Yapılacak egzersizleri seçerken bireylerin yüksek efor kapasitesine sahip olmadığını belirtmek bu sebeple önemli. Aslında her zaman egzersiz sonrası kalori yakımı etkisi sebebiyle yüksek yoğunluklu interval egzersizler tercih edilirken, hipotiroidili bireylerde düşük tempolu aerobik kardiyovasküler egzersizler tercih edilmeli.

Kardiyo ile ilgili kardiyo rehberi: nedir? adlı güzel bir rehberim var. Ayrıntılı bilgi için incelemenizi öneririm.

Birey egzersize adapte olduktan sonra yüksek yoğunluklu egzersizlere geçmek daha mantıklı olacaktır.

Ayrıca tiroid hormonu kas kütlesinin gelişimi ile doğrudan alakalı. Bu nedenle kas kütlesini arttırmaya çalışan hipotiroidili bireylerin sabırlı olması ve normalden daha temkinli çalışması oldukça önemli.
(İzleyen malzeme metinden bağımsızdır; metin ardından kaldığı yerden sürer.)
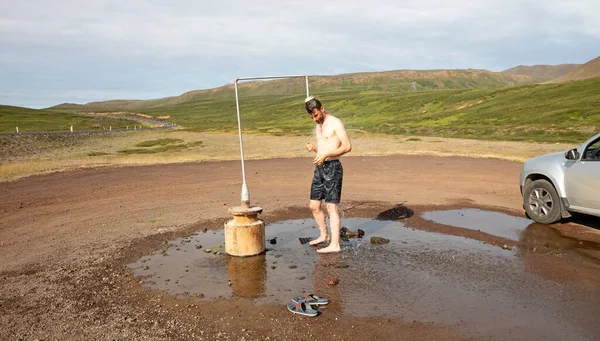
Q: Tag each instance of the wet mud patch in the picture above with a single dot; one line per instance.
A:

Hipotiroidili hastaların yaşam tarzı düzenlemesi sadece egzersiz ile bitmiyor. Zira hipotiroidi bulgularını kötüleştiren birçok davranış var. Bu davranışlardan sakınmanız daha mutlu ve sağlıklı yaşamanızı sağlayacaktır.

Bunlardan en önemlileri,

  • Yoğun alkol alımı,
  • Aşırı uyumak/uykusuz kalmak,
  • Stresli bir yaşam edinmek,

olarak sıralanabilir.

Bu hususların hepsi hipotiroidili bireylerde zaten kolay görülen depresyonu tetikleyecek, hemde salgılanan aşırı kortizol ile vücudun doğal tiroid hormonu salınımı -eğer varsa- baskılayacak ve bulguları kötüleştirecektir.

Sonuç olarak,

  • Hipotiroidi birçok sebebe bağlı olabilir.
  • Sebepten bağımsız olarak hızlı kilo almanıza neden olabilir.
  • Tedavi sonrası kilo vermekte zorluk yaşayabilirsiniz.
  • Doğru diyet ve yaşam tarzı ile kilo vermeyi kolaylaştırabilirsiniz.